Please try to interact with the model by providing different sentences and check the results. Is the model able to capture the semantic meaning of the sentences? Are you satisfied with the results?

In [None]:
# Your code here

### **Question 8** 

Load the InferSent model provided by Facebook Research ([reference](https://github.com/facebookresearch/InferSent)) and perform the same qualitative evaluation done in Question 7. In this case, you can use the InferSent pretrained model (v2) - [reference](https://github.com/facebookresearch/InferSent).

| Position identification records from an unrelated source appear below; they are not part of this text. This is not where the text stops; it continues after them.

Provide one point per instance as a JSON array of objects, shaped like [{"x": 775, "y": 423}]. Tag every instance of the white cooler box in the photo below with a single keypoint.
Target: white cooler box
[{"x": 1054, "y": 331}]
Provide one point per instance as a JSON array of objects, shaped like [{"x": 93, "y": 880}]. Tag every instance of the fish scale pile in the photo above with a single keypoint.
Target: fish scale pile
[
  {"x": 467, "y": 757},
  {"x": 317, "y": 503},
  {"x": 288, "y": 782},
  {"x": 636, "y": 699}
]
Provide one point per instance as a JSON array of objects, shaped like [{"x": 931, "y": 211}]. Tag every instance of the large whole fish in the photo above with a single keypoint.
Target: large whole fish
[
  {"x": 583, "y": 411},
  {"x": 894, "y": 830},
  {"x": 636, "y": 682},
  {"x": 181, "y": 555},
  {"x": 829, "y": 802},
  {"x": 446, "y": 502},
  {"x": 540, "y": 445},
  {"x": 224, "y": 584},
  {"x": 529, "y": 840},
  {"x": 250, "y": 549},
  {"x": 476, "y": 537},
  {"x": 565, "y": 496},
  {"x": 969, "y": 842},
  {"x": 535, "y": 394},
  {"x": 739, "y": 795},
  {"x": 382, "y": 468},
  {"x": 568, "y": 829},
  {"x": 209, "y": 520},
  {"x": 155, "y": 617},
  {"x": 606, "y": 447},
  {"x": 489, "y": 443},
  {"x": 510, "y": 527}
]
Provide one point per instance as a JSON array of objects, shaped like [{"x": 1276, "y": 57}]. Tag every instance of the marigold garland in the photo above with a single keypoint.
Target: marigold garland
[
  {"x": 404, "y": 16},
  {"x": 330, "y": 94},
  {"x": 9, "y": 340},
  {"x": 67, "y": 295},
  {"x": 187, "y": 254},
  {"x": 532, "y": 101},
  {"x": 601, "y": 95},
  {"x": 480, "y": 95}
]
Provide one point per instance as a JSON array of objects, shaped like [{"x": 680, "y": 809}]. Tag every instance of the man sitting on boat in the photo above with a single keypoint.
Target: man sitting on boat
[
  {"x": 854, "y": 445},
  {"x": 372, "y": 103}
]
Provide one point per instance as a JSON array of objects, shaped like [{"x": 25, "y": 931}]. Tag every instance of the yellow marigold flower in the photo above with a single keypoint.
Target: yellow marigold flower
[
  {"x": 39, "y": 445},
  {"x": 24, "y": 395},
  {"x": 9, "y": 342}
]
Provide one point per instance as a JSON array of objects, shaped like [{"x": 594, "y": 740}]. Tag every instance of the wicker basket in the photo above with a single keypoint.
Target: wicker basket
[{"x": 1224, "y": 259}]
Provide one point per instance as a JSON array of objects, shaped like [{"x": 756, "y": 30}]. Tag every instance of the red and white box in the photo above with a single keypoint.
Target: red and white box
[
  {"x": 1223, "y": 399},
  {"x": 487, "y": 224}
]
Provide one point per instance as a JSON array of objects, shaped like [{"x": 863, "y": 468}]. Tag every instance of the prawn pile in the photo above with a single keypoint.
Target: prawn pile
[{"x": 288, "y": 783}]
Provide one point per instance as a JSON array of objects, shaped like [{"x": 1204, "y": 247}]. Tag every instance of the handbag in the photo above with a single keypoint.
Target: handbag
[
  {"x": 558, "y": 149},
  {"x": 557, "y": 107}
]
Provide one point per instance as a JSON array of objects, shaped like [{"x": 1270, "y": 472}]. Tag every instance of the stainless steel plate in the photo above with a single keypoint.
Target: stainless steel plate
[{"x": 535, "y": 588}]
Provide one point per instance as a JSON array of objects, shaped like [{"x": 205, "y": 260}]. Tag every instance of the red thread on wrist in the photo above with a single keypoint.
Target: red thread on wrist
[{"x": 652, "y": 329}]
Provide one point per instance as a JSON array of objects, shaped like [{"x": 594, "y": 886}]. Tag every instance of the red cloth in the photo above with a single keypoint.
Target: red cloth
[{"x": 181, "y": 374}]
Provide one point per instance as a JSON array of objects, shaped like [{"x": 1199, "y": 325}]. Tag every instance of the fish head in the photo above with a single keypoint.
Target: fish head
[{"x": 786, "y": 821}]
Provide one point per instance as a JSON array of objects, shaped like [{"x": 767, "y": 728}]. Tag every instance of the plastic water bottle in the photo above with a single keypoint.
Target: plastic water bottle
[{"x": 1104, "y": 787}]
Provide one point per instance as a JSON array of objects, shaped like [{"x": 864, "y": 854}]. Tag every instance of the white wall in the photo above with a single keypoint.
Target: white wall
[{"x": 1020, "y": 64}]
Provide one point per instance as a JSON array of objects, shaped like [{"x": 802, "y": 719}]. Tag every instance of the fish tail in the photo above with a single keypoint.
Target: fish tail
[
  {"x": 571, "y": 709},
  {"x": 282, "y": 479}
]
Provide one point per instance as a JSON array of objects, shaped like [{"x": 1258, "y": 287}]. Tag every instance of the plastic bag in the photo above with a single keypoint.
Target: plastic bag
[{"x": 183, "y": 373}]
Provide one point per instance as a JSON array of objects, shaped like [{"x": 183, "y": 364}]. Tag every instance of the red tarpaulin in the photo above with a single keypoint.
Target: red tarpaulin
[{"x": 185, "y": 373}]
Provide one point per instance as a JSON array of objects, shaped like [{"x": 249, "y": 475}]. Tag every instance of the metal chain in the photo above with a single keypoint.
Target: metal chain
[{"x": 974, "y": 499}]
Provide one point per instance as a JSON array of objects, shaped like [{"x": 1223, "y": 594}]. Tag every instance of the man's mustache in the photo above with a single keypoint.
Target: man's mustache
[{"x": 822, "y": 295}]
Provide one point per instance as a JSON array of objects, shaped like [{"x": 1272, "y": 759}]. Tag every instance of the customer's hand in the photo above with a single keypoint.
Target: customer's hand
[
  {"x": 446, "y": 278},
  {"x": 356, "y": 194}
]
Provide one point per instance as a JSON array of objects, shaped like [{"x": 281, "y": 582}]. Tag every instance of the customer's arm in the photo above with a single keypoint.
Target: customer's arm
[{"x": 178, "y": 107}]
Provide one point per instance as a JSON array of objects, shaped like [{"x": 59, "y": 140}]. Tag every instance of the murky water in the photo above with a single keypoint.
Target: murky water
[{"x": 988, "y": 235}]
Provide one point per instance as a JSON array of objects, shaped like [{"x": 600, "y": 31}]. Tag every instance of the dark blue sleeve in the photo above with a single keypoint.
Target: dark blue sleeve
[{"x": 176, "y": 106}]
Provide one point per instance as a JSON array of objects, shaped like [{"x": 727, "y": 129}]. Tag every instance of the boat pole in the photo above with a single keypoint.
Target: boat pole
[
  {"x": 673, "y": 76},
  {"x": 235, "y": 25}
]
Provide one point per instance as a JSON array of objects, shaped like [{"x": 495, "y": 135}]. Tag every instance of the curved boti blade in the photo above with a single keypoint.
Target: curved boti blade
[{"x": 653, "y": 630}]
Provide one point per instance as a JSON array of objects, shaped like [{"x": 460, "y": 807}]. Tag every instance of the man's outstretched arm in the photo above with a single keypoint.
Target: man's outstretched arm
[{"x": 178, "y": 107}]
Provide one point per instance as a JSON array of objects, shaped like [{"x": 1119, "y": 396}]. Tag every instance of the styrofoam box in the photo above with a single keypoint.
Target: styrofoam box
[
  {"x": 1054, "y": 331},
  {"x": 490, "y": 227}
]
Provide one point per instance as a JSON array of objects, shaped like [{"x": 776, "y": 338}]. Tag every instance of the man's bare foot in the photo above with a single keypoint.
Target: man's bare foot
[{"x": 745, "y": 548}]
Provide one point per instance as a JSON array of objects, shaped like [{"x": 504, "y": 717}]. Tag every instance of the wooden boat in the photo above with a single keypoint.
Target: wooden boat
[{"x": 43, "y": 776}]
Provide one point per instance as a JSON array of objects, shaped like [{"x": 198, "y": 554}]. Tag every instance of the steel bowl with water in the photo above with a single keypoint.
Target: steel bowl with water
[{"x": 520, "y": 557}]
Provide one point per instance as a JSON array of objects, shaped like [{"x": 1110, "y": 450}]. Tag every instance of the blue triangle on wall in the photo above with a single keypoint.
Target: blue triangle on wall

Try to find some sentences for which InferSent is able to capture the semantic meaning of the sentences as opposed to Doc2Vec. Are you satisfied with the results? Which model is able to better capture the semantic meaning of the sentences? What can be the reason for this?

**Notes:**
Please find below the code to download the InferSent model.

In [None]:
%%capture
# InferSent download required files

! mkdir fastText
! curl -Lo fastText/crawl-300d-2M.vec.zip https://dl.fbaipublicfiles.com/fasttext/vectors-english/crawl-300d-2M.vec.zip
! unzip fastText/crawl-300d-2M.vec.zip -d fastText/
! mkdir encoder
! curl -Lo encoder/infersent2.pkl https://dl.fbaipublicfiles.com/infersent/infersent2.pkl
! git clone https://github.com/facebookresearch/InferSent.git

In [None]:
from InferSent.models import InferSent
import torch
V = 2
MODEL_PATH = 'encoder/infersent%s.pkl' % V
params_model = {'bsize': 64, 'word_emb_dim': 300, 'enc_lstm_dim': 2048,
                'pool_type': 'max', 'dpout_model': 0.0, 'version': V}
infersent = InferSent(params_model)
infersent.load_state_dict(torch.load(MODEL_PATH))

W2V_PATH = 'fastText/crawl-300d-2M.vec'
infersent.set_w2v_path(W2V_PATH)

In [None]:
# Your code here

### **Question 9** (Extrinsic Evaluation)

**Extrinsic** evaluation aims at measuring the performance of the word/sentence/paragraph embedding model when used in a downstream task. In this case, we will use the model to perform a text classification task.
We can use different configuration, training corpora or even different models to build a complete architecture for the task at hand.

For this practice we use the text classification dataset available [here](https://github.com/MorenoLaQuatra/DeepNLP/blob/main/practices/P2/news_headline_classification.csv) - [source: Kaggle](https://www.kaggle.com/rmisra/news-category-dataset). It contains news headlines and the corresponding category. The dataset is composed by 200846 divided into multiple categories (e.g. politics, business, sports, etc.).

**Note:** consider using just the first 10.000 headlines to reduce runtime during the lab. You can use the complete data collection at home to achieve better results.

Compute the accuracy of 3 classification models each one built with one of the models introduced in this practice:
- Word2Vec model pretrained on Google News corpus
- FastText model pretrained on Wikipedia+News corpus
- **[Optional]** Doc2Vec model pretrained on Text8 corpus
- **[Optional]** InferSent pretrained model (v2) - [reference](https://github.com/facebookresearch/InferSent)

The procedure to create a classification system is sketched below:
1. Choose a machine learning (multi-class) classifier (e.g., MLP)
2. Split the data collection in train/test (80%/20%)
3. Use text vectors obtained by pretrained model as input of the classifier
4. Measure the accuracy of the classification system
5. Repeat step 3-4 using different embedding models 


**Note:** For word embedding models you must use an aggregation strategy to obtain a single vector for each sentence. You can use the average of the word vectors or the sum of the word vectors. In both cases, the output vector can be used as input of the classifier.

Report the performance of each classification pipeline. Which model has better performance? Why? Try to elaborate on the results.

In [None]:
!wget https://raw.githubusercontent.com/MorenoLaQuatra/DeepNLP/main/practices/P2/news_headline_classification.csv

In [None]:
# Your code here

**Word2Vec + Average aggregation function**

In [None]:
# Your code here

**FastText + Average aggregation function**

In [None]:
# Your code here

**Doc2Vec (Text8)**

In [None]:
# Your code here

**InferSent**

In [None]:
# Your code here